Indessen hatte sich der Tag schon ziemlich geneigt, und seine ahnungsvolle Dämmerung wälzte mit den ersten Trauerschlägen von dem Turme her langsam und feierlich das letzte größte Schmerzgewicht auf die Brust unserer Freunde. Die Leiche mußte vor dem Hause des Präsidenten vorüberkommen, wo denn die ordentliche Begleitung mit einbrechender Nacht, Punkt neun Uhr sich aufstellen und ein Fackelzug von Künstlern und Schauspielern die Leiche abholen sollte, währenddessen die übrigen Fußgänger und die Wagen hier zu warten angewiesen waren.

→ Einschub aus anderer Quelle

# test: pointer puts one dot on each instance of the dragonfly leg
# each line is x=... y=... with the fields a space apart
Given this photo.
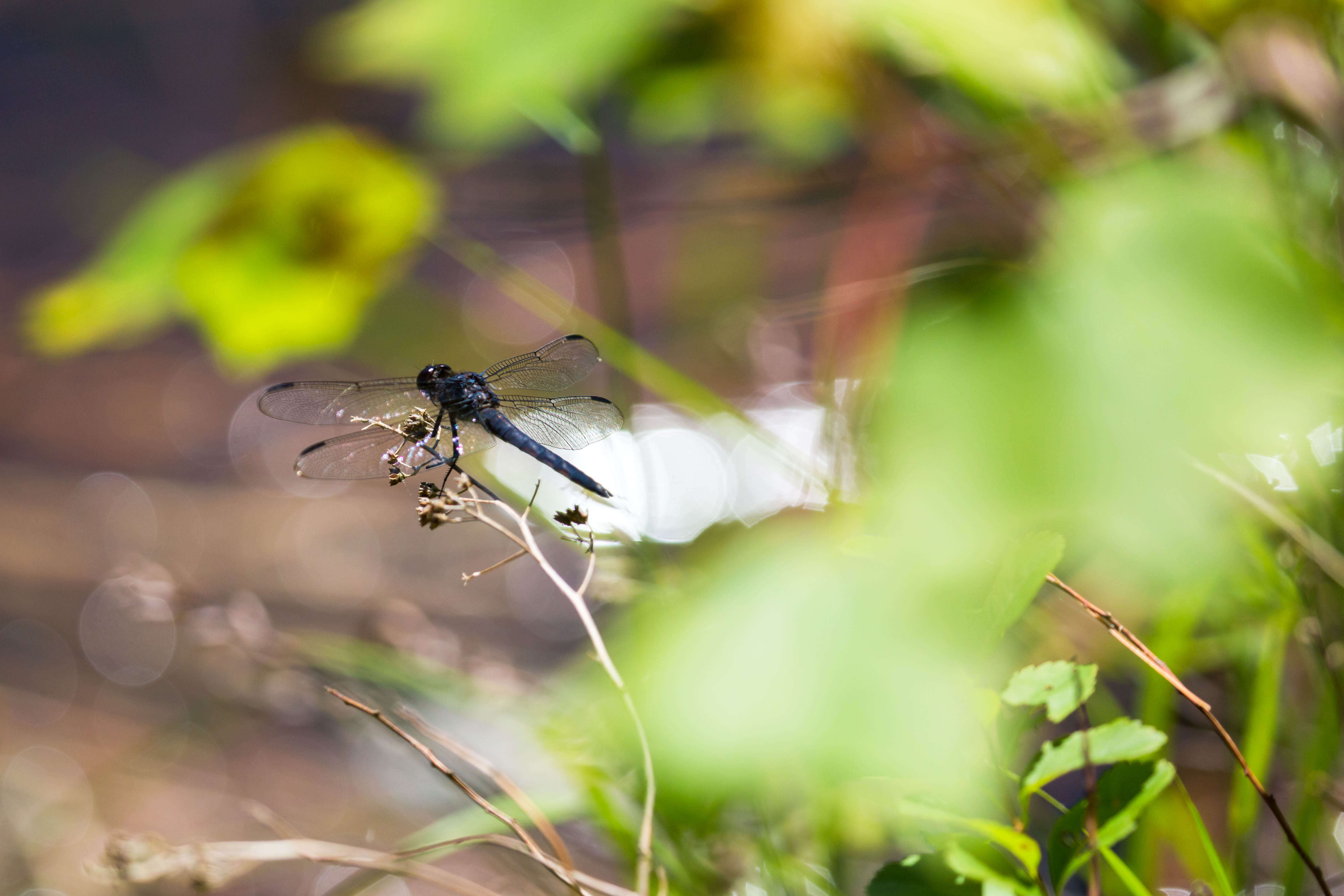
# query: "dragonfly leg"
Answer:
x=458 y=447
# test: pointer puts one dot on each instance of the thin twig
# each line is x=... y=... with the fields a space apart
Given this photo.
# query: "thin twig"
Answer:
x=1142 y=651
x=644 y=867
x=468 y=577
x=596 y=885
x=452 y=776
x=474 y=507
x=140 y=859
x=503 y=781
x=1091 y=819
x=589 y=882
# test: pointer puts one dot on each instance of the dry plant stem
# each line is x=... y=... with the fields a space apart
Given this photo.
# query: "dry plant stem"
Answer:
x=452 y=776
x=644 y=867
x=1142 y=651
x=589 y=882
x=216 y=864
x=1091 y=784
x=493 y=567
x=500 y=780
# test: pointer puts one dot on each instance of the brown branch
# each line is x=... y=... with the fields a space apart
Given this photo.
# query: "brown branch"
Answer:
x=142 y=859
x=503 y=781
x=452 y=776
x=1142 y=651
x=1091 y=820
x=494 y=566
x=525 y=539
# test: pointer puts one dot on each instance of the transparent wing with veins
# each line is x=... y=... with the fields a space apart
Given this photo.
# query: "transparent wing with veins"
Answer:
x=566 y=422
x=370 y=453
x=336 y=402
x=557 y=366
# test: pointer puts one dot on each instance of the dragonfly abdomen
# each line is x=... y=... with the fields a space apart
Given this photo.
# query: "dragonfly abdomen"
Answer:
x=503 y=429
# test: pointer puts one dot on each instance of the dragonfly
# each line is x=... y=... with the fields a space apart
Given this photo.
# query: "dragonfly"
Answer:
x=412 y=421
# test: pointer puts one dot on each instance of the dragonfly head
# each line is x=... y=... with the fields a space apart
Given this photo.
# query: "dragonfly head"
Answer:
x=432 y=379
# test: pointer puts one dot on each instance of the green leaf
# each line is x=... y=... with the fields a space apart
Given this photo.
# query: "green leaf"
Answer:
x=990 y=867
x=928 y=875
x=1021 y=575
x=1123 y=793
x=1015 y=843
x=128 y=292
x=1004 y=52
x=1215 y=863
x=307 y=241
x=1117 y=741
x=491 y=69
x=1061 y=687
x=1126 y=874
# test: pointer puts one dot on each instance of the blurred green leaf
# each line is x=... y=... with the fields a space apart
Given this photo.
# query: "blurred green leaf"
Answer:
x=1061 y=687
x=128 y=291
x=1015 y=843
x=1117 y=741
x=927 y=875
x=272 y=250
x=990 y=867
x=490 y=68
x=1126 y=874
x=1025 y=54
x=1123 y=793
x=381 y=665
x=1021 y=575
x=308 y=240
x=1215 y=862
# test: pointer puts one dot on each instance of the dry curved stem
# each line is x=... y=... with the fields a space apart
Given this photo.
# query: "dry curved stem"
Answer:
x=503 y=781
x=1136 y=647
x=589 y=882
x=475 y=507
x=462 y=785
x=468 y=502
x=142 y=859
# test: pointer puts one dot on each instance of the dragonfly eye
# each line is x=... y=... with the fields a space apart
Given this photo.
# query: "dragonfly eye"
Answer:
x=433 y=374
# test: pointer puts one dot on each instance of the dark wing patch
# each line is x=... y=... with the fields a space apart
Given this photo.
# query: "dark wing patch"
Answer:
x=323 y=402
x=557 y=366
x=568 y=422
x=368 y=455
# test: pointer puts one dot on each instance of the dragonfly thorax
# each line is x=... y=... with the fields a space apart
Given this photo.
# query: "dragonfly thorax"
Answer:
x=460 y=394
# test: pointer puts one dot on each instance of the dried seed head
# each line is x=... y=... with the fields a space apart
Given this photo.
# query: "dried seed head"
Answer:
x=419 y=424
x=572 y=516
x=433 y=512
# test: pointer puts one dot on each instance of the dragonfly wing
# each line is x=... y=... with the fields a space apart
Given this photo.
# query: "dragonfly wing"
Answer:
x=320 y=402
x=369 y=455
x=556 y=366
x=472 y=437
x=568 y=422
x=355 y=456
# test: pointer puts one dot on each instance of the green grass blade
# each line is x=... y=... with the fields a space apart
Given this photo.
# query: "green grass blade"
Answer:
x=1124 y=874
x=1225 y=885
x=1261 y=724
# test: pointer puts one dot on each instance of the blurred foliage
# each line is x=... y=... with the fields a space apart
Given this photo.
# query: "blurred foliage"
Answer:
x=823 y=691
x=790 y=72
x=273 y=252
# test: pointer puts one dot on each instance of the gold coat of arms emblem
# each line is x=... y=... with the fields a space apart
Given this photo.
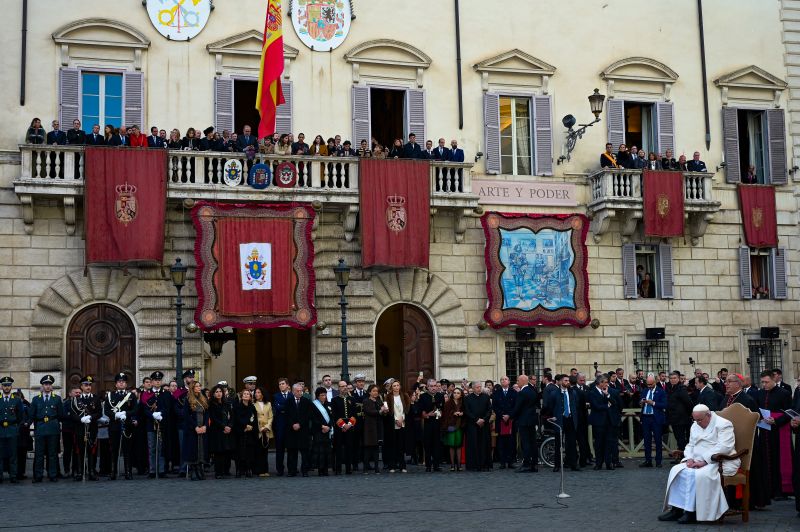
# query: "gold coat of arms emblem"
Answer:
x=662 y=205
x=757 y=217
x=125 y=204
x=396 y=213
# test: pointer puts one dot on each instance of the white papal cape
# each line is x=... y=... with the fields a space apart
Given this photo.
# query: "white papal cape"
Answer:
x=700 y=490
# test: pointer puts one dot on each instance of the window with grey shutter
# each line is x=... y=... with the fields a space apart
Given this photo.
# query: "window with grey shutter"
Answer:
x=543 y=134
x=68 y=96
x=133 y=99
x=629 y=271
x=745 y=279
x=777 y=259
x=776 y=133
x=283 y=113
x=665 y=271
x=361 y=112
x=730 y=140
x=223 y=104
x=616 y=122
x=491 y=132
x=415 y=105
x=665 y=116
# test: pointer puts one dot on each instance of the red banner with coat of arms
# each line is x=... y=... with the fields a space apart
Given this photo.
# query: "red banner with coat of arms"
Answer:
x=663 y=203
x=394 y=213
x=758 y=215
x=125 y=194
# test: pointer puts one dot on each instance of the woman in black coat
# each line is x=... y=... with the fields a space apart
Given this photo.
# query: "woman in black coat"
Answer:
x=245 y=425
x=220 y=437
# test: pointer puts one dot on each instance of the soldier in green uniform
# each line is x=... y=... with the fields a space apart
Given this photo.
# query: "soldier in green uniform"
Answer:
x=46 y=410
x=11 y=416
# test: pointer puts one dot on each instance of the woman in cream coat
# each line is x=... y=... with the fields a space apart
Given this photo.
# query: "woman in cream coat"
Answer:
x=264 y=411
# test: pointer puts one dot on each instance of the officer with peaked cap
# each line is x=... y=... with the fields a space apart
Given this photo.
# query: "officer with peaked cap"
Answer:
x=11 y=416
x=47 y=408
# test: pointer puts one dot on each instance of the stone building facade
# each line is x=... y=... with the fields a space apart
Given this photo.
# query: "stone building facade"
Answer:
x=651 y=77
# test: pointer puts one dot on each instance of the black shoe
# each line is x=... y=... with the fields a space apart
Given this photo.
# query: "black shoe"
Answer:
x=672 y=515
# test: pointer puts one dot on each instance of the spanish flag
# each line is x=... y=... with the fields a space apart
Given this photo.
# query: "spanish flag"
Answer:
x=270 y=95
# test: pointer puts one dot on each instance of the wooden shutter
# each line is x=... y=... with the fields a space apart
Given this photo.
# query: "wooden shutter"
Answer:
x=283 y=113
x=415 y=105
x=543 y=134
x=133 y=99
x=745 y=278
x=665 y=271
x=665 y=118
x=730 y=140
x=69 y=97
x=361 y=114
x=491 y=132
x=777 y=259
x=223 y=104
x=776 y=135
x=616 y=122
x=629 y=271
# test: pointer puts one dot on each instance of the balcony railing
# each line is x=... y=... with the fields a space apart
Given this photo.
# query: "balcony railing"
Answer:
x=59 y=171
x=618 y=192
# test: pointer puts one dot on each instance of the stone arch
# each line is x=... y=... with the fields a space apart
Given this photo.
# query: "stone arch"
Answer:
x=63 y=298
x=430 y=293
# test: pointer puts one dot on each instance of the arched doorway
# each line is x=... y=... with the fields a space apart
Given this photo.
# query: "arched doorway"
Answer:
x=101 y=341
x=404 y=345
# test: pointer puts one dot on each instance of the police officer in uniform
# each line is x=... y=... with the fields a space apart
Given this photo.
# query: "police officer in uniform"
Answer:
x=11 y=416
x=122 y=403
x=85 y=410
x=47 y=409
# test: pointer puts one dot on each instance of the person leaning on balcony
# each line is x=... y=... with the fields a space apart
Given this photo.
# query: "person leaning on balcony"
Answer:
x=36 y=133
x=283 y=147
x=607 y=158
x=696 y=165
x=668 y=162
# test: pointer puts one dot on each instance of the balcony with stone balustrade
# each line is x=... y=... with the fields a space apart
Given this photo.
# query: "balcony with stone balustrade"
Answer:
x=617 y=193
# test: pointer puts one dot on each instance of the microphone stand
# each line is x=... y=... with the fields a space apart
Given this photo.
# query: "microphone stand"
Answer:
x=561 y=495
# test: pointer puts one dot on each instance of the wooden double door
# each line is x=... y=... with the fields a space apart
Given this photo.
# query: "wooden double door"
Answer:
x=101 y=341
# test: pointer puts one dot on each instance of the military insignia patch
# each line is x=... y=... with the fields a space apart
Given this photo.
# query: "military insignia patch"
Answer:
x=125 y=204
x=396 y=213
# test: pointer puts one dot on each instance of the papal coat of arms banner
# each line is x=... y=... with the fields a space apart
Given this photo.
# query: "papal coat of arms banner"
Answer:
x=322 y=25
x=758 y=215
x=125 y=204
x=394 y=213
x=254 y=265
x=536 y=269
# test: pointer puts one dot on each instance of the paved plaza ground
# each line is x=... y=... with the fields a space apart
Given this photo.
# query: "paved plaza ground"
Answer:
x=627 y=499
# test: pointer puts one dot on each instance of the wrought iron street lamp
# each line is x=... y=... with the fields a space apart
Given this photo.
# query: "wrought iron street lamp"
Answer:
x=342 y=272
x=178 y=273
x=596 y=105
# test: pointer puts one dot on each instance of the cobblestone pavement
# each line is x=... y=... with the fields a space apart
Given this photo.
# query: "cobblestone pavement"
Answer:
x=627 y=499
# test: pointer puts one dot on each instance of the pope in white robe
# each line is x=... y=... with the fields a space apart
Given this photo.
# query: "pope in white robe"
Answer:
x=694 y=485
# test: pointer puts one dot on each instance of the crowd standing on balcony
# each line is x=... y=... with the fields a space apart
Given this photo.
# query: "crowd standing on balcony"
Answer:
x=247 y=143
x=635 y=159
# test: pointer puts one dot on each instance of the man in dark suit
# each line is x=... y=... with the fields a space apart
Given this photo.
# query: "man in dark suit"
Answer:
x=56 y=137
x=76 y=136
x=279 y=422
x=560 y=406
x=95 y=138
x=653 y=401
x=604 y=419
x=298 y=434
x=412 y=150
x=154 y=140
x=525 y=416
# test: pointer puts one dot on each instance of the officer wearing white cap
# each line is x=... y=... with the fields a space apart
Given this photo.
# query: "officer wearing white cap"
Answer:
x=47 y=409
x=11 y=416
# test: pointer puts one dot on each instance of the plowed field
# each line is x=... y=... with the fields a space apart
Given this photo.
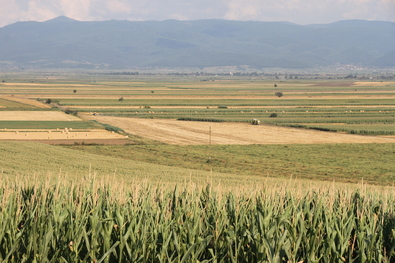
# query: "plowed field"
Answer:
x=189 y=133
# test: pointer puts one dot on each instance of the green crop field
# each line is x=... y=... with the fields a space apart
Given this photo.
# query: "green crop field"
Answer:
x=7 y=104
x=150 y=202
x=372 y=163
x=47 y=125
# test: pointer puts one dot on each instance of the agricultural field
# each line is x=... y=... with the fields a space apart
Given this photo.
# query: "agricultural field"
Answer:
x=179 y=174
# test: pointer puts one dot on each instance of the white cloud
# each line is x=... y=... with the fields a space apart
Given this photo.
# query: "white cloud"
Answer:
x=117 y=6
x=297 y=11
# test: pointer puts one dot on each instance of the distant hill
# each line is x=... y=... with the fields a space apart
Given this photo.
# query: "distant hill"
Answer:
x=66 y=43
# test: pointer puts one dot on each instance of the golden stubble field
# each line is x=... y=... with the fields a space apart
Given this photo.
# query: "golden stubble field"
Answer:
x=195 y=133
x=48 y=134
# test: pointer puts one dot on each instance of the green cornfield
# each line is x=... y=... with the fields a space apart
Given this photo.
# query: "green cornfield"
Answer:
x=98 y=222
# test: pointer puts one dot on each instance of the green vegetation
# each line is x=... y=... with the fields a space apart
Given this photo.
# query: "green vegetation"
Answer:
x=8 y=104
x=47 y=125
x=372 y=163
x=218 y=203
x=100 y=222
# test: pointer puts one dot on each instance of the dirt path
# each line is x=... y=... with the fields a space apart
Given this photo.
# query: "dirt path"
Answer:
x=188 y=133
x=36 y=116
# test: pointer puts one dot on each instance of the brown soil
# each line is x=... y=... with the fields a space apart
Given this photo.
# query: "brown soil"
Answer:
x=86 y=142
x=36 y=116
x=58 y=135
x=26 y=101
x=189 y=133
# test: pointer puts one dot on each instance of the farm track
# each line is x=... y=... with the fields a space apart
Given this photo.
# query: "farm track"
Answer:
x=26 y=101
x=198 y=133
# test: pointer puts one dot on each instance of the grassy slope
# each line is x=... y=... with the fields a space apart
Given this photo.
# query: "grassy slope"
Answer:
x=41 y=160
x=339 y=162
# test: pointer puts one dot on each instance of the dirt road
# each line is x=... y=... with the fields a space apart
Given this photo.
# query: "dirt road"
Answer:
x=189 y=133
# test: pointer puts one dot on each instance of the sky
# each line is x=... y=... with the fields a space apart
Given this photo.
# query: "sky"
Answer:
x=295 y=11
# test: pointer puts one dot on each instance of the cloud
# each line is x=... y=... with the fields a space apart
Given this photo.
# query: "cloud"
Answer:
x=297 y=11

Nolten suchte noch einen Augenblick loszukommen, um in aller Stille einen letzten Gang nach des Tischlers Hause zu tun. Dort traf er bereits eine Menge Neugieriger in der engen Gasse versammelt, doch wagte niemand, ihm zu folgen, als der alte Meister ihm den Schlüssel zu der bekannten, weit nach hinten zu gelegenen Kammer reichte. Ein weißer, mit frischen Blumen behängter Sarg stand auf dem Gange. Köstliches Rauchwerk kam ihm aus dem Zimmer entgegen, als er eintrat. Aber aufs schönste ward er überrascht und gerührt durch einen Schmuck, den eine unbekannte Hand dem Toten hatte angedeihen lassen. Nicht nur war der Körper mit einem langen, feinen Sterbekleid und schwarzer Schärpe reinlich umgeben, sondern ein großer, blendend weißer Schleier, mit Silber schwer gestickt, bedeckte das Antlitz und ließ einen grünen Lorbeerkranz, der um die hohe Stirn lag, und selbst die Züge des Gesichts gar milde durchschimmern.

Der Maler blieb nicht länger vor dem Bette stehn, als eben hinreichte, um jenes stumme, langgedehnte Lebewohl – sei es auf Wiedersehn, ach! oder auch auf ewig Nimmersehn – durch das Tiefinnerste der Seele ziehn zu lassen und jeden stillen Winkel seiner Brust mit diesem Liebesecho schmerzlich anzufüllen.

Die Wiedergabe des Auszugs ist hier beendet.